Fundamentally, why are we not moving from outlays to outcomes? Because the first phase—the phase of big ideas—in Indian reform is over. We need a shift from debating which train to build to keeping the trains running on time. Identifying a problem, verbalizing the solution and spending money is not the same thing as solving it. Reducing the transmission losses between intent and action requires shifting away from generalities and big-picture strategy. This is sabotaged by a skill mismatch among public policy staffers—not just the Indian Administrative Service—who have a fear, contempt or aversion for operations. The resistance to or ignorance of an operational perspective—life in the fourth decimal place—by current public policy staffers does not recognize the need for a skill transition. But any entrepreneur can testify that if you convert a high-energy, ideation-heavy start-up into an institutional, process-driven company too early, you take away its birthright. But if you make the transition too late, you take away its destiny. Globally, there is an interesting resurgence in the recognition of managing over leading because too many leaders are detached from the messy process of managing. So they don’t know what is going on beyond pronouncing performance targets which are supposed to be met by whoever is doing the real managing. But the hectic, fragmented, never-ending world of managing has huge rewards: getting things done. As Stanford University professor James March says: “Leadership involved plumbing as well as poetry.”

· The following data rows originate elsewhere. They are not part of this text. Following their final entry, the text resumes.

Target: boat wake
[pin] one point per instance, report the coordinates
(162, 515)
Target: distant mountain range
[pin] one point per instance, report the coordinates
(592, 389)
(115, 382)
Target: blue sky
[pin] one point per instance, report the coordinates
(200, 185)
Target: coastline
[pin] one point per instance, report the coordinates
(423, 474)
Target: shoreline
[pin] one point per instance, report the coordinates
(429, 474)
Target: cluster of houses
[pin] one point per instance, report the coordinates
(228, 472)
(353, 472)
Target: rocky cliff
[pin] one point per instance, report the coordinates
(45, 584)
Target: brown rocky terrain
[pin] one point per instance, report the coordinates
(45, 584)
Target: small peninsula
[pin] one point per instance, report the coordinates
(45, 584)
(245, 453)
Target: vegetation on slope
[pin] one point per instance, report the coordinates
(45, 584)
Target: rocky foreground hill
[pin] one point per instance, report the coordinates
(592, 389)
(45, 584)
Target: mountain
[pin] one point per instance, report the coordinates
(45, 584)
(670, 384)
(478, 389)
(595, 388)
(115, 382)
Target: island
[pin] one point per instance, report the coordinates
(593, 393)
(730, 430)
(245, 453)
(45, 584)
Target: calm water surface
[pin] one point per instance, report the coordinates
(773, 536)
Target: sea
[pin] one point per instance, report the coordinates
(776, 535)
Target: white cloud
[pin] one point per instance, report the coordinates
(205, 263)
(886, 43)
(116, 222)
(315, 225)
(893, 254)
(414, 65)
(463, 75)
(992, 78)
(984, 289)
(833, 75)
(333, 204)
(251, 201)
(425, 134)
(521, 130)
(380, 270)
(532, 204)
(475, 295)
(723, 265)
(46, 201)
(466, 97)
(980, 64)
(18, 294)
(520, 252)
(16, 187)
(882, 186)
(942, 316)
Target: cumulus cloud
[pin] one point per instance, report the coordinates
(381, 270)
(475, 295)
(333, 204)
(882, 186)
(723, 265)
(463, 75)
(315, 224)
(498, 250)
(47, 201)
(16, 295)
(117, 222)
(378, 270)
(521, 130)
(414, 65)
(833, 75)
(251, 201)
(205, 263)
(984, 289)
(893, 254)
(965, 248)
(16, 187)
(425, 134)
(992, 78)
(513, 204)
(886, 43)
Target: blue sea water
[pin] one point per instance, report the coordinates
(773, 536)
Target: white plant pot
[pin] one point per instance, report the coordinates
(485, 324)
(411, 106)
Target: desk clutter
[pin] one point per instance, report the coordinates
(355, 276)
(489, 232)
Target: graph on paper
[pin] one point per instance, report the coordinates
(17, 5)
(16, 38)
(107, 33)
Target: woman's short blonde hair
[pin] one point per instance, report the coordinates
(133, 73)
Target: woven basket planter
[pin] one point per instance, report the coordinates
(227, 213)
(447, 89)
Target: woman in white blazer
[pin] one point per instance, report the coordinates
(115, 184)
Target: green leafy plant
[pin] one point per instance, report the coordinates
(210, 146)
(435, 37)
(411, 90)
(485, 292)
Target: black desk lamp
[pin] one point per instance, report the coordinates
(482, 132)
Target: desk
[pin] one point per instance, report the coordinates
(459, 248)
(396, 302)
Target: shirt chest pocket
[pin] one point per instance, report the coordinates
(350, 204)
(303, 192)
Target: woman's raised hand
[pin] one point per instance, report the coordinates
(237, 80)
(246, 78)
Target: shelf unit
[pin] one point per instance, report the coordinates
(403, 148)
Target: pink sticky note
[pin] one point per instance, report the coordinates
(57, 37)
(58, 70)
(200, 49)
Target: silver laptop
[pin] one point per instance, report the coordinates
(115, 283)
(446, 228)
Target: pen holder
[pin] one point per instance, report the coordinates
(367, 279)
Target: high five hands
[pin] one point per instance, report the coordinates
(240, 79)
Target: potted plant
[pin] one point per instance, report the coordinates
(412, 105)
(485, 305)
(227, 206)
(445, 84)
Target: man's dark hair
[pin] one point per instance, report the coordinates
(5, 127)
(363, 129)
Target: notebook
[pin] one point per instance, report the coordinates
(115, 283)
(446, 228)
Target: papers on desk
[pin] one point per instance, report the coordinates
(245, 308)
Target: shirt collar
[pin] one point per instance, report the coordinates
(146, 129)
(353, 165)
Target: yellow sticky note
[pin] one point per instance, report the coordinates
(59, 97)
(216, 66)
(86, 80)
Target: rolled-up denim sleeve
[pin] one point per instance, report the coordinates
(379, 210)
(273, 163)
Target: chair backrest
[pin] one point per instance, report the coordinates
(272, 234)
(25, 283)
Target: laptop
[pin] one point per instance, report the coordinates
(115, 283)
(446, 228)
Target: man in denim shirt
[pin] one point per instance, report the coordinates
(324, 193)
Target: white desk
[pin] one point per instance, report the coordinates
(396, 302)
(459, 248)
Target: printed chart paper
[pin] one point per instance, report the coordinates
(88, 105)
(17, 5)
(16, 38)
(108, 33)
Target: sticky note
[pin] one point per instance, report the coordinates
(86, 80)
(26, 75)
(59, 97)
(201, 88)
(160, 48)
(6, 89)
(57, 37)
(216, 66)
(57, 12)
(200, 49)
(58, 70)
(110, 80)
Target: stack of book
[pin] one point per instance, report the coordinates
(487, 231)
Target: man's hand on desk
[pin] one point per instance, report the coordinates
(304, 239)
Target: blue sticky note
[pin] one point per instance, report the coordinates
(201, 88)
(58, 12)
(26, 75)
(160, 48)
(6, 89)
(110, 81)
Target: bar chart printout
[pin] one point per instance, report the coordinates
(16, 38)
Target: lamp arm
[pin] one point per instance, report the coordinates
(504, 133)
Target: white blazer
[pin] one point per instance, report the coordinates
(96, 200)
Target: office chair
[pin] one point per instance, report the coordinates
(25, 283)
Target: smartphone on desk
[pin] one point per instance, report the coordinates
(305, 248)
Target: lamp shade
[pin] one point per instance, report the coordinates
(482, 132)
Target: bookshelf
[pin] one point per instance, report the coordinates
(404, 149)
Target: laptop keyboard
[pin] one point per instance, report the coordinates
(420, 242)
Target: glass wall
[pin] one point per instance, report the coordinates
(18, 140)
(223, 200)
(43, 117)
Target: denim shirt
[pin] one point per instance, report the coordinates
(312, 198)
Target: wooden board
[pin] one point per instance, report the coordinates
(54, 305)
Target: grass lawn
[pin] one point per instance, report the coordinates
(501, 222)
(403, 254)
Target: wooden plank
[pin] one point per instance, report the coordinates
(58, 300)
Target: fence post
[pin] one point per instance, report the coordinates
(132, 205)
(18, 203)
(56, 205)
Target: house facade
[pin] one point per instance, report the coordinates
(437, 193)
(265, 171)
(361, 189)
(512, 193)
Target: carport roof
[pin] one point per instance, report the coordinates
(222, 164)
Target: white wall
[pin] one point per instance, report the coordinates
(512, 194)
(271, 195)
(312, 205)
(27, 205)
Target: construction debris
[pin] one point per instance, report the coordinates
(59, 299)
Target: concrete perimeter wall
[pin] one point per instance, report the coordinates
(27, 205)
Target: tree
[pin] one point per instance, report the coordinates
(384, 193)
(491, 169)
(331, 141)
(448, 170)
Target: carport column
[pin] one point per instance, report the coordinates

Shifting to execution recognizes that the state must be efficient to be effective. This requires retooling how the civil service is currently hired, trained and promoted: It needs to become more a deliverer of public services rather than a dispenser of advice. New units for performance management, innovation and review are needed. The government must raise its decision-making metabolism by reducing the number of ministries, defining jurisdictions and creating forums for conflict resolution and trade-offs. Formalizing and motivating lifelong learning by linking it to individual advancement must be accompanied by a revamp of the entry-level government academies at Mussoorie, Hyderabad, Nagpur and others, so that they increase focus on imparting skills such as technology, project management and contracting. Lateral entry must be institutionalized to access specialized skills over patrician generalism; would we really want a former fertilizer or food secretary running the Unique Identification project?
We have a clear vision—eliminating inequality of opportunity. We have a clear strategy—inclusive growth. We have clear strategic Plans—the 11th one. But do we have operating plans? As writer Joseph Campbell says, to find something new we have to leave the old and go in quest of the seed, the germinal idea that will have the potential to bring forth that new thing. India missed its tryst with destiny, but has made a new appointment. Economic reforms are not about rich guys buying fancy cars but about creating access to healthcare, power, education, training and jobs. This needs execution; breaking down our big goals into bite-size pieces, getting people with the right skills in the right places, project management, rigorous periodic reviews and goal-aligned performance management that creates a fear of falling and hope of rising. Only then do we convert growth to poverty reduction and meet our destiny.